Last updated on June 16th, 2018 05:36 am

“Ismail memerintahkan agar semua masjid dikonversi dari Sunni ke Syiah, cara shalat Sunni diubah dengan madzhab Syiah, dalam setiap ceramah shalat jumat diwajibkan untuk menyebutkan nama 12 imam, dan para ulama diperintahkan untuk menyebarkan ajaran Syiah.”

–O–

Lukisan tentang Dinasti Safawi karya Joseph Enthroned. Sekarang menjadi koleksi milik the Freer Gallery of Art, Smithsonian, Washington D.C. Photo: Cordanrad/Wikimedia

Di bawah kepemimpinan Ismail, Dinasti Safawi melakukan penganiayaan terhadap mayoritas Sunni, dan ini bisa menjadi parah dan bahkan mematikan, terutama di wilayah-wilayah yang ditaklukkan di luar jantung Persia – misalnya, di Azerbaijan dan Irak. Namun, banyak ulama hari ini akan berpendapat bahwa periode-periode kekerasan ini sebenarnya adalah pengecualian daripada keseluruhan cara Dinasti Safawi memimpin, terutama di Persia itu sendiri.
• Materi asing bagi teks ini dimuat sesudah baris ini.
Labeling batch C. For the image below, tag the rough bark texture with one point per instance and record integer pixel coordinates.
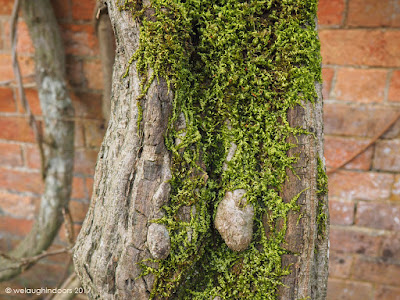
(130, 184)
(106, 38)
(309, 261)
(58, 132)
Tetapi kebijakannya yang memaksa mayoritas Sunni Persia untuk menjadi Syiah adalah kenyataan, dan dia menggunakan segala cara yang memungkinkan untuk memastikan kampanyenya berhasil. Di antara sekian banyak taktiknya, yang paling terlihat adalah ketika dia menjadikan Syiah Islam sebagai agama resmi negara. Ismail juga memperkenalkan kembali peran para pemimpin agama (Sadr, bahasa Arab), mereka bertanggung jawab untuk mengawasi apa yang disampaikan di masjid-masjid dan diajarkan di sekolah-sekolah. Sadr juga bertanggung jawab untuk penyebaran doktrin Syiah Dua Belas Imam. [1]
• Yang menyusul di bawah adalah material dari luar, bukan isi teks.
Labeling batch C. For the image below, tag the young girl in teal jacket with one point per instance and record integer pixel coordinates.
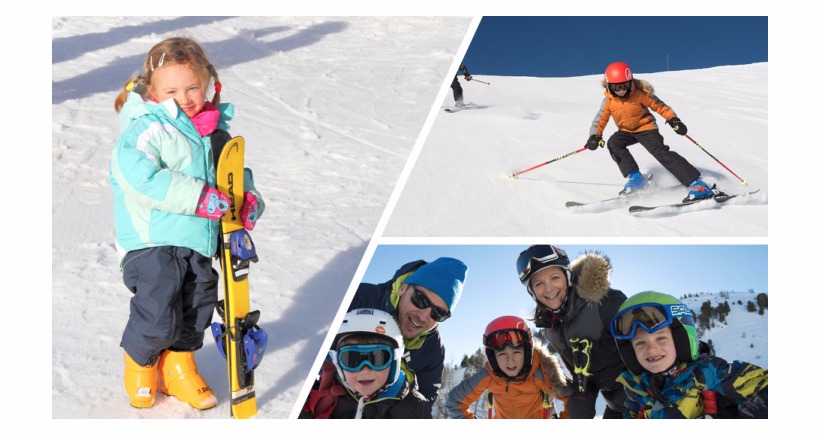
(166, 213)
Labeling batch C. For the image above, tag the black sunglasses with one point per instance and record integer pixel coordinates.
(422, 302)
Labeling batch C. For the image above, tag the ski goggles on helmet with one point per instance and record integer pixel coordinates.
(539, 253)
(353, 358)
(650, 316)
(624, 86)
(422, 302)
(498, 340)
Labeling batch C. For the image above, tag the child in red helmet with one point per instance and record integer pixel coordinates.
(628, 100)
(524, 379)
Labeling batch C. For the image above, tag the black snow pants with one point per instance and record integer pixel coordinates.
(652, 141)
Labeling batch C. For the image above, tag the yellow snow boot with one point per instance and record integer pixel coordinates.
(179, 377)
(140, 382)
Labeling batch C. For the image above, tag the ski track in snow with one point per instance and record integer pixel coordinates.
(326, 147)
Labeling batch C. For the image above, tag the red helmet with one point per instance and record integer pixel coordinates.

Ismail juga memerintahkan agar semua masjid dikonversi dari Sunni ke Syiah, situs-situs suci Sunni dihancurkan; makam-makam Sunni dinodai; dan setiap shalat jumat, nama dua belas imam wajib disebut, dan tiga khalifah Islam yang pertama wajib untuk dikutuk. Langkah yang terakhir ini merupakan sebuah penegasan dari penganut Syiah pada waktu itu yang mengatakan bahwa Ali bin Abu Thalib adalah khalifah yang sah, sementara tiga khalifah yang pertama merupakan penyerobot.[2] [3]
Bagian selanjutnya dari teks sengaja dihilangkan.